Large-scale graph machine learning: tradeoffs, guarantees and dynamics
Luana Ruiz, Assistant Professor, Department of Applied Mathematics and Statistics, Johns Hopkins University-
The University of Texas at Austin
Abstract: Graph neural networks (GNNs) are successful at learning representations from most types of network data but suffer from limitations in large graphs, which do not have the Euclidean structure that time and image signals have in the limit. Yet, large graphs can often be identified as being similar to each other in the sense that they share structural properties. We focus on graph families identified by a common graph limit -- the graphon. A graphon is a bounded symmetric kernel which can be interpreted both as the limit of convergent graph sequences and as a generative model for random graphs. Graphs sampled from a graphon almost surely share structural properties in the limit, therefore, we can expect processing data on a collection of graphs associated with the same graphon to yield similar results. In this talk, I formalize this intuition by analyzing the convergence of GNNs and related neural tangent kernels to their respective graphon limits. While convergence is not surprising, it has three interesting implications. First, it enables machine learning on large-scale graphs via transferability, but at the cost of a tradeoff with respect to the GNN discriminability. Second, it guarantees that we can reach the optimal graphon NN by solving empirical risk minimization on convergent sequences of graphs. Third, it allows a more efficient study of the learning dynamics of GNNs on large-scale graphs.
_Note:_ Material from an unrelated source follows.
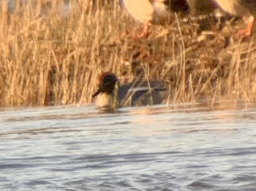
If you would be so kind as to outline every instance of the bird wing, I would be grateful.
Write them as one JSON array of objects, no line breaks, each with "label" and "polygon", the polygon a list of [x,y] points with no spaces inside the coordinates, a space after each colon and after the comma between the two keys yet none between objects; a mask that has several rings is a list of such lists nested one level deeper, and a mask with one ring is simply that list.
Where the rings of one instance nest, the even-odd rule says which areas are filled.
[{"label": "bird wing", "polygon": [[127,11],[135,19],[147,23],[153,19],[154,8],[149,0],[123,0]]}]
Bio: Luana Ruiz is an Assistant Professor with the Department of Applied Mathematics and Statistics at Johns Hopkins University. She received the Ph.D. degree in electrical engineering from the University of Pennsylvania in 2022, and the M.Eng. and B.Eng. double degree in electrical engineering from the École Supérieure d'Electricité, France, and the University of São Paulo, Brazil, in 2017. Luana's work focuses on large-scale graph information processing and graph neural network architectures. She was awarded an Eiffel Excellence scholarship from the French Ministry for Europe and Foreign Affairs between 2013 and 2015; nominated an iREDEFINE fellow in 2019, a MIT EECS Rising Star in 2021, a Simons Research Fellow in 2022, and a METEOR fellow in 2023; and received best student paper awards at the 27th and 29th European Signal Processing Conferences. She currently serves as a member of the MLSP TC.